Sie sprachen zwar von den Unterschieden der Geheimdienste der DDR und der BRD und nannten den faschistischen Hintergrund des Leiters der Organisation Gehlen. Ein Unterschied ist, daß Gehlen unmittelbar nach 1945 kontinuierlich weiter gearbeitet hat, d.h. es gab einen "Vorsprung" gegenüber der DDR. Er war begleitet von vielen schmutzigen - verzeihen Sie den Ausdruck - Attentaten und Sabotageakten in der DDR. Das haben Sie leider auch nicht ausgeführt.

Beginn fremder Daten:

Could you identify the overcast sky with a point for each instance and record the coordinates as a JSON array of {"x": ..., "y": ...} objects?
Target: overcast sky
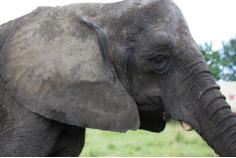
[{"x": 209, "y": 20}]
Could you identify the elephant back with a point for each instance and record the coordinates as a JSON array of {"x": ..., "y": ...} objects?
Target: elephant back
[{"x": 53, "y": 66}]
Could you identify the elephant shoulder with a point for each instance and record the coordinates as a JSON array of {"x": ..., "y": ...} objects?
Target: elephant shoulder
[{"x": 53, "y": 66}]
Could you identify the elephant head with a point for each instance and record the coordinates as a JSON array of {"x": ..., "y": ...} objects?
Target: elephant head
[{"x": 116, "y": 67}]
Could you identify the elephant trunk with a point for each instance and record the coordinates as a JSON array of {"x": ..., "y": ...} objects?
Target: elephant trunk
[{"x": 217, "y": 123}]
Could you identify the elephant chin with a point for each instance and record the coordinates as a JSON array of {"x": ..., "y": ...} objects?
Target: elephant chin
[{"x": 186, "y": 126}]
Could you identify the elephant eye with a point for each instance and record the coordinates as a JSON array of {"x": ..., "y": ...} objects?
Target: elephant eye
[{"x": 159, "y": 63}]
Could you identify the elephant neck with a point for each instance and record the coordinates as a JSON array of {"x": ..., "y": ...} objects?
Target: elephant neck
[{"x": 217, "y": 123}]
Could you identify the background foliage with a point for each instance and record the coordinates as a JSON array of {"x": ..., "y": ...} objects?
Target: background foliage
[
  {"x": 221, "y": 62},
  {"x": 173, "y": 141}
]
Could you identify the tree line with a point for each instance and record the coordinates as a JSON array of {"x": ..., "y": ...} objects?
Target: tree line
[{"x": 222, "y": 62}]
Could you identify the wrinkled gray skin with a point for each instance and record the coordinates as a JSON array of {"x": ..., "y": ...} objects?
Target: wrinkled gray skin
[{"x": 113, "y": 67}]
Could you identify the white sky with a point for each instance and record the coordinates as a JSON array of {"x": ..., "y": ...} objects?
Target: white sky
[{"x": 209, "y": 20}]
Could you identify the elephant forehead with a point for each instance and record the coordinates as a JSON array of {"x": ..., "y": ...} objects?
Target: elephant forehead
[{"x": 49, "y": 49}]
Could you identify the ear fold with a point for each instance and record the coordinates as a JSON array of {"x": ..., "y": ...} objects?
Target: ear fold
[{"x": 64, "y": 74}]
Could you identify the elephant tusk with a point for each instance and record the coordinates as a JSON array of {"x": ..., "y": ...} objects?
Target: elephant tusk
[{"x": 186, "y": 126}]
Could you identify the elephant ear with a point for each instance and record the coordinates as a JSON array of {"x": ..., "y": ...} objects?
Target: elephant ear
[{"x": 57, "y": 65}]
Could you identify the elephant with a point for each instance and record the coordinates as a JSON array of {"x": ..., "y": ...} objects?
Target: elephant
[{"x": 116, "y": 66}]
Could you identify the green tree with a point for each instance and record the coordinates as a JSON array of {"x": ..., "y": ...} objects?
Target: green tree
[
  {"x": 229, "y": 59},
  {"x": 213, "y": 60},
  {"x": 222, "y": 63}
]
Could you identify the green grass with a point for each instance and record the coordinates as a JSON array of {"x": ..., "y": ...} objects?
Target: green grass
[{"x": 173, "y": 141}]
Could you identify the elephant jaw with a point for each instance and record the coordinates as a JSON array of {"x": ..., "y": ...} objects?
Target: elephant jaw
[{"x": 186, "y": 126}]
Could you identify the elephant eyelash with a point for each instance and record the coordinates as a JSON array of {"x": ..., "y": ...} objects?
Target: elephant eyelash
[{"x": 130, "y": 63}]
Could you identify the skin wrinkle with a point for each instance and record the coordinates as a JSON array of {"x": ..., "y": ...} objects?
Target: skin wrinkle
[
  {"x": 202, "y": 93},
  {"x": 152, "y": 28},
  {"x": 214, "y": 113}
]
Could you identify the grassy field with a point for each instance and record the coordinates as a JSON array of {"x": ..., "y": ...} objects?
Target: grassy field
[{"x": 173, "y": 141}]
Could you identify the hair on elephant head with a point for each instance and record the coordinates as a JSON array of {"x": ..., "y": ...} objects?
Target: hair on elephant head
[{"x": 120, "y": 66}]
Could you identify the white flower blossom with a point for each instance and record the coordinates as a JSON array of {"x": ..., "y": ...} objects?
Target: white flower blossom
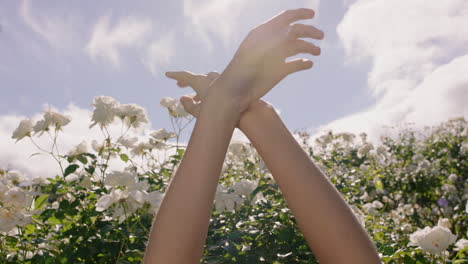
[
  {"x": 72, "y": 178},
  {"x": 179, "y": 110},
  {"x": 86, "y": 182},
  {"x": 155, "y": 199},
  {"x": 55, "y": 205},
  {"x": 96, "y": 146},
  {"x": 162, "y": 134},
  {"x": 434, "y": 240},
  {"x": 175, "y": 107},
  {"x": 12, "y": 218},
  {"x": 15, "y": 177},
  {"x": 453, "y": 177},
  {"x": 104, "y": 110},
  {"x": 128, "y": 142},
  {"x": 132, "y": 114},
  {"x": 359, "y": 215},
  {"x": 244, "y": 187},
  {"x": 24, "y": 130},
  {"x": 79, "y": 149},
  {"x": 444, "y": 222},
  {"x": 364, "y": 149},
  {"x": 168, "y": 102},
  {"x": 117, "y": 178},
  {"x": 53, "y": 119},
  {"x": 377, "y": 205},
  {"x": 18, "y": 198},
  {"x": 461, "y": 244},
  {"x": 39, "y": 181},
  {"x": 227, "y": 201}
]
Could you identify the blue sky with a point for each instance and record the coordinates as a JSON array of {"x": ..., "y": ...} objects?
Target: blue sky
[
  {"x": 382, "y": 63},
  {"x": 40, "y": 67}
]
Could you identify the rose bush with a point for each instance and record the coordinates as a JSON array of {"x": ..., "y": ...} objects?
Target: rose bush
[{"x": 410, "y": 192}]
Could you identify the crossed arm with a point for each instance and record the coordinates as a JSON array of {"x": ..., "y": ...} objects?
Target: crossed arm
[{"x": 180, "y": 228}]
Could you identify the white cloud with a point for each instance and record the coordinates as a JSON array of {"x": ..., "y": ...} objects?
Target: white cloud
[
  {"x": 18, "y": 155},
  {"x": 159, "y": 52},
  {"x": 107, "y": 41},
  {"x": 59, "y": 31},
  {"x": 228, "y": 20},
  {"x": 419, "y": 56}
]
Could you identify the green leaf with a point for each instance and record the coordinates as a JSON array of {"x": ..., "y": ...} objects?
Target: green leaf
[
  {"x": 40, "y": 201},
  {"x": 70, "y": 169},
  {"x": 124, "y": 157}
]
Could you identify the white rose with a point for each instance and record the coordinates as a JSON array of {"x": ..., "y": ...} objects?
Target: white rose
[
  {"x": 104, "y": 110},
  {"x": 17, "y": 197},
  {"x": 444, "y": 222},
  {"x": 162, "y": 134},
  {"x": 79, "y": 149},
  {"x": 434, "y": 240},
  {"x": 71, "y": 178},
  {"x": 154, "y": 198},
  {"x": 244, "y": 187},
  {"x": 24, "y": 130},
  {"x": 168, "y": 102},
  {"x": 359, "y": 215},
  {"x": 117, "y": 178},
  {"x": 132, "y": 114},
  {"x": 453, "y": 177},
  {"x": 128, "y": 142},
  {"x": 15, "y": 177},
  {"x": 56, "y": 119},
  {"x": 461, "y": 244},
  {"x": 11, "y": 218},
  {"x": 377, "y": 205},
  {"x": 227, "y": 201},
  {"x": 364, "y": 149}
]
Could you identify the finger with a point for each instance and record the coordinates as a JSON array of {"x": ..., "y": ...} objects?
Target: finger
[
  {"x": 292, "y": 15},
  {"x": 297, "y": 65},
  {"x": 182, "y": 84},
  {"x": 212, "y": 75},
  {"x": 302, "y": 46},
  {"x": 180, "y": 75},
  {"x": 189, "y": 105},
  {"x": 184, "y": 78},
  {"x": 305, "y": 31}
]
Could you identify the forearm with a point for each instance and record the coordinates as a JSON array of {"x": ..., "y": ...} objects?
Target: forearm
[
  {"x": 179, "y": 230},
  {"x": 325, "y": 219}
]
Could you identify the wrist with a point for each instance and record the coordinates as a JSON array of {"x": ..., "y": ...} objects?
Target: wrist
[{"x": 256, "y": 111}]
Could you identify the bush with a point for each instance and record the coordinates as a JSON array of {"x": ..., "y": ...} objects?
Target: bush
[{"x": 90, "y": 214}]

Sie erwähnten die Organisation GLADIO: Es gab im französischen Fernsehen, was auch hier in Berlin zum Teil zu sehen war - allerdings auf Französisch, eine Dokumentation über GLADIO. Auch GLADIOS Übergang war nahtlos, und nicht nur nahtlos, sondern sogar im Krieg noch vorbereitet mit italienischen und belgischen Faschisten. Auf ihrem Konto stehen einige Morde, auf ihrem Konto stand in Italien sogar ein Putsch bei den ersten Wahlen.

Deshalb möchte ich etwas über die Sabotageakte im damals noch sowjetischen Teil Deutschlands erfahren, sowie auch über die Beteiligung des BND an dem wirklich sehr dreckigen Krieg in Indonesien, am Bürgerkrieg oder Putsch in Indonesien.

Erich Schmidt-Eenboom:

Ich habe mich zu GLADIO sehr stark verkürzen müssen. In meinem Buch über den BND befaßt sich ein ganzes Kapitel mit GLADIO . Man muß aber sagen, daß westdeutsches GLADIO nicht mit den türkischen, griechischen, italienischen Strukturen vergleichbar ist. In Italien mehrte sich die Erkenntnis darüber, daß organisiertes Verbrechen und Geheimdienste sich nicht bekämpft haben, sondern eng zu einander gehörten. Und wir wissen aus Griechenland und der Türkei, daß der politische Mord von Rechts immer im Zusammenwirken mit den Nachrichtendiensten, insbesondere mit den GLADIO-Verbänden organisiert wurde. So was gibt es für die Bundesrepublik Deutschland nicht nachzuweisen. Die GLADIO-Verbände in Westdeutschland hatten einen nachrichtendienstlichen-militärischen Auftrag. Der sah durchaus offensiv vor, im Falle einer militärischen Auseinandersetzung in die Tiefe der DDR zu gehen, dort Sabotage, Zersetzung und dergleichen zu betreiben, aber ich würde ihn nie auf eine Stufe stellen mit dem was wir in Südeuropa erlebt haben.

Es ist auch schwer, neuere faschistische Strömungen im Bundesnachrichtendienst deut-lich zu machen. Allenfalls gibt es mal Einzelsignale oder Hinweise. Z.B., daß gegen den Residenten des BND in Argentinien, Herrn Schmidt-Dankwart, Anfang der 60iger Jahre ein Disziplinarverfahren wegen rechtsradikaler Umtriebe eingeleitet wurde, oder daß der Bundesgeschäftsführer der Republikaner, Udo Bötsch, bis 1992 im BND war. Aus diesen einzelnen Signalen kann man kein geschlossenes Bild machen.

Ich habe mich mit der Frühgeschichte des BND, Sabotage in der DDR, Unterstützung von schmutzigen Operationen in der Ukraine, in Rußland nur begrenzt und an Hand der Literatur auseinandergesetzt, weil ich mich insbesondere auf die 70iger, 80iger Jahre konzentriert habe. Aber natürlich auch mit dem Fall Indonesien, und dazu von BND-Quellen gehört, daß die gute nachrichtendienstliche Zusammenarbeit mit Djakarta auf der Unterstützung beim Putsch gründet und daß die soweit ging, die Konzentrationslagerpläne für Indonesien in Pullach zu zeichnen.